光輝は彼らに一緒に戦おうと促すも、誰もが耳を貸さなかった。

 巨大化させられた影響で、キングベヒモスは通常のベヒモス以上に、頑丈すぎた。そもそもベヒモスにさえ傷一つ付けられなかったのに、いくら勇者であろうが、ただの未熟者に過ぎない光輝が敵うはずもなかったのだ。

「くっそ!だったら俺だけでも!」

 そんなこと、少し考えてみれば想像着くはずなのに、光輝は己の無謀さを省みず、さらに強力な技を持ってキングベヒモスを倒そうと試みるが、その隙も与えまいと腕を振り上げた。

「「ここは聖域なりて神敵を通さず!〈聖絶〉!」」

 振り下ろされたと同時に、少女と男性二人組の声が響き、避ける間も与えられなかった光輝を守り抜いた。だが、聖絶の壁を通してキングベヒモスがその壁を殴った際の衝撃が激しく伝わり、光輝は、駆けつけていた鈴やメルド共々膝を着いた。

「っぐ…す、鈴!それにメルドさん!?」

「大丈夫か光輝!ここは逃げねぇと!」

「そうだよ!迷宮のベヒモスでも勝てなかったのに、あんなのに勝てるわけ無いよ!」

 ちょうどその時この場に龍太郎、優花も合流していた。龍太郎は光輝が冒険者たちを先導してキングベヒモスと戦っているのを目撃し、彼を連れて撤退するため、鈴や優花はそんな彼一人だけに任せるだけでなく、自分達もどうにかしなければと思ってここに来た。だがこの場に、一緒に光輝といたはずの恵理や檜山はいない。彼は龍太郎たちが駆けつける前に一人怖じ気づいて逃げ出してしまったのだ。一方で恵理については、先に鈴に逃げるように促されてこの場にいない。

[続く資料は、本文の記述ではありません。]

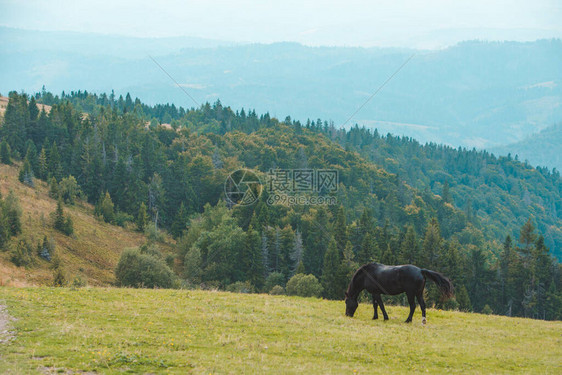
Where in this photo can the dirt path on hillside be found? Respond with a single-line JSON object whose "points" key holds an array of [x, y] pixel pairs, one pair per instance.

 龍太郎や、メルドと共に聖絶を展開中し維持している鈴が、光輝に撤退を勧める。

「な、何を言うんだ!そんなの最後までやってみなくちゃ分からないだろ!」

「とっくに分かりきってるのに何言ってるの!早く逃げなさい!」

 優花も、光輝の聖剣を握る腕を、龍太郎共々引っ付かんで引きずろうとする。

「止めるくらいなら俺を手伝ってくれ!俺たちが力を合わせればきっと」

「力を合わせても無理だ!分かってるだろ光輝!迷宮で俺たちが撤退することもやっとだったことを、あの時坊主たちが奈落に落ちたことを忘れたのか!」

 メルドも、また我が儘を垂れる光輝の無謀さを無視できず、一緒に逃げようと勧め続ける。念入りに注意しても、また同じ愚を犯している彼に、さすがに我慢が限界に達しかけていた。

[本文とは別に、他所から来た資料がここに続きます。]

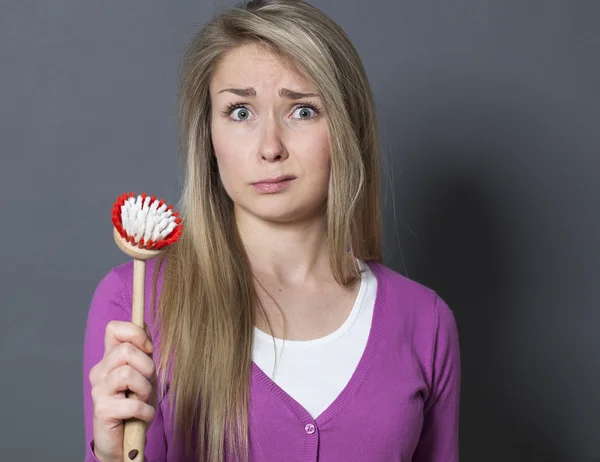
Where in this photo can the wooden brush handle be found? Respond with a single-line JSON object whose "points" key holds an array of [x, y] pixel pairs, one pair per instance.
{"points": [[134, 439]]}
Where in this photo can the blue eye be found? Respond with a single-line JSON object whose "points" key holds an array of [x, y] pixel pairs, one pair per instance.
{"points": [[305, 112], [242, 113]]}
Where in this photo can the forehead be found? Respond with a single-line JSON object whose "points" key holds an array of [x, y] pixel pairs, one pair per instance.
{"points": [[252, 65]]}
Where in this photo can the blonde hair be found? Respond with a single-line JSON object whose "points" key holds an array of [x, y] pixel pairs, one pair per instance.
{"points": [[206, 309]]}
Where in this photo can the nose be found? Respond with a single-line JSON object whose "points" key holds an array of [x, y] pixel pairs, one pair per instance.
{"points": [[271, 147]]}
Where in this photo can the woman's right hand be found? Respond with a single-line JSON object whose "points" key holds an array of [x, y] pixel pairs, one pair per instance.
{"points": [[126, 365]]}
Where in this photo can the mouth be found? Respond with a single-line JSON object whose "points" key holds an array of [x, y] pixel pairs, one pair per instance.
{"points": [[273, 185]]}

 誰も光輝に賛同して、ここで一緒に戦おうとはしなかった。あの龍太郎ですら。誰も味方してくれず、逃げるべきだと弱腰に訴え続ける仲間たちに、光輝は…

うるさああああい!!

「…!」

 駄々を捏ねた果てにわめき声を上げて、龍太郎たちを一気に黙らせた。皆が光輝に向けて息を詰まらせる中、光輝は聖剣を構えてキングベヒモスと対峙する。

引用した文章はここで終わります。